A selection of graphical representations of density modulations due to higher-order terms in the Gram–Charlier series expansion of a Gaussian atomic probability density function are provided in International tables for crystallography Volume D (Kuhs, 2013 ).

The use of Gram–Charlier parameters comes with a substantial increase in the number of refined parameters. The use of third-order terms increases the number of parameters per atom to 25, and the number of data required for having a meaningful refinement is high. According to Kuhs (1992), many attempts to model anharmonicity have failed because the dataset was not measured at sufficiently high resolution, rather than because of deficiencies in the models or the quality of the data. Kuhs formulated rules for the diffraction measurements which should be obeyed in order to meaningfully refine anharmonic motion. In many cases, where the data resolution is limited, it might be more meaningful to consider a model of curvilinear nature, as discussed in Section 4.3.

Refinement of anharmonic motion was carried out even before models which consider asphericity of the electron density distribution were developed.

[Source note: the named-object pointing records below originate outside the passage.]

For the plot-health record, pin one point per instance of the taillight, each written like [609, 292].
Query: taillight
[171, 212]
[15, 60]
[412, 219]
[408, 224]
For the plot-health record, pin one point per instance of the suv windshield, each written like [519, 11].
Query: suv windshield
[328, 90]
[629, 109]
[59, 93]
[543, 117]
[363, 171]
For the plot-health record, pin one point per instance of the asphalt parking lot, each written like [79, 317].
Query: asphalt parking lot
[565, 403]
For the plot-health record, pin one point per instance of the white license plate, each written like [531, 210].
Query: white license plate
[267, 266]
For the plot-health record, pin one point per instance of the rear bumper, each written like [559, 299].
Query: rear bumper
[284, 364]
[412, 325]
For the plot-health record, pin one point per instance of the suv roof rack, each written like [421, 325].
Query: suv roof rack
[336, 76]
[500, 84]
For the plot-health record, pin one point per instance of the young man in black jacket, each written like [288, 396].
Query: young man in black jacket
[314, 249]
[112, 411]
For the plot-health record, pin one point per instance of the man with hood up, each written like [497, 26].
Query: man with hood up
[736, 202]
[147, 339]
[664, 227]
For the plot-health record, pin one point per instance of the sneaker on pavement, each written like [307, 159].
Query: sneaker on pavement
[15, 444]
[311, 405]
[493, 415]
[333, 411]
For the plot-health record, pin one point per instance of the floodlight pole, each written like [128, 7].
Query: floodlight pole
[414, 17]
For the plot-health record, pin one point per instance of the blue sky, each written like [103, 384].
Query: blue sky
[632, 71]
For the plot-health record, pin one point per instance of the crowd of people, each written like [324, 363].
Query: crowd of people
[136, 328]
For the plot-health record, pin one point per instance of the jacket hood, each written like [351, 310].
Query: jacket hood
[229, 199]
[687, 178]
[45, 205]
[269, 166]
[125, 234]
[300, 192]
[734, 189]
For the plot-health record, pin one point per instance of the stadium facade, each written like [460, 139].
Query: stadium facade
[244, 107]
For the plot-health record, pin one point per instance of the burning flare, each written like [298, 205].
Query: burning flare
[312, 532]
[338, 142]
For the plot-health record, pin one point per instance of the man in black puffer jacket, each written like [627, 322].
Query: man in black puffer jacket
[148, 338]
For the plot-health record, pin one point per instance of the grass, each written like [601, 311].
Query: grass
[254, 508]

Therefore, when unexplained residual density appeared in the model, it was hard to distinguish whether it came from undescribed anharmonic motion or whether it was just a bias of the spherical independent atom model.

Thus, many studies related to anharmonicity have been done with neutron diffraction, which probes the nuclei, and therefore are not prone to these deconvolution problems (Volkov et al., 2023 ). Development of models which account for the asphericity of the electron density allowed for detection of anharmonicity in many systems using high-resolution X-ray diffraction. The first studies which combined anharmonic motion treatment with multipolar formalism were done by the Philip Coppens group (Mallinson et al., 1988 ). Restori & Schwarzenbach (1996 ) showed that multi-temperature measurements are crucial for unambiguously separating effects related to anharmonic atomic motion and chemical bonding. Meindl et al. (2010 ) analysed how the residual density distribution as well as the location and strength of valence-shell charge concentrations change as a consequence of neglected anharmonic effects. In a very thorough contribution, Herbst-Irmer et al. (2013 ) analysed multiple datasets across varying temperatures and demonstrated that the anharmonic model in the case of 9-diphenylthiophosphinoylanthracene outperformed the disorder model. They found that the refined multipole parameters were affected when the anharmonic motion was not adequately addressed (Herbst-Irmer et al., 2013). This study underscored the significance of accurately identifying and managing anharmonic motion. Later on, anharmonic motion was modelled and analysed in many experimental charge density studies (Destro et al., 2021 ; Tidey et al., 2017 ; Hübschle et al., 2018 ; Jarzembska et al., 2015 , 2017 ). In some recent contributions it was shown that anharmonic motion can be refined not only in the case where the charge density is described by a multipole model but also when HAR and X-ray wavefunction fitting is employed (Woinska et al., 2019 ).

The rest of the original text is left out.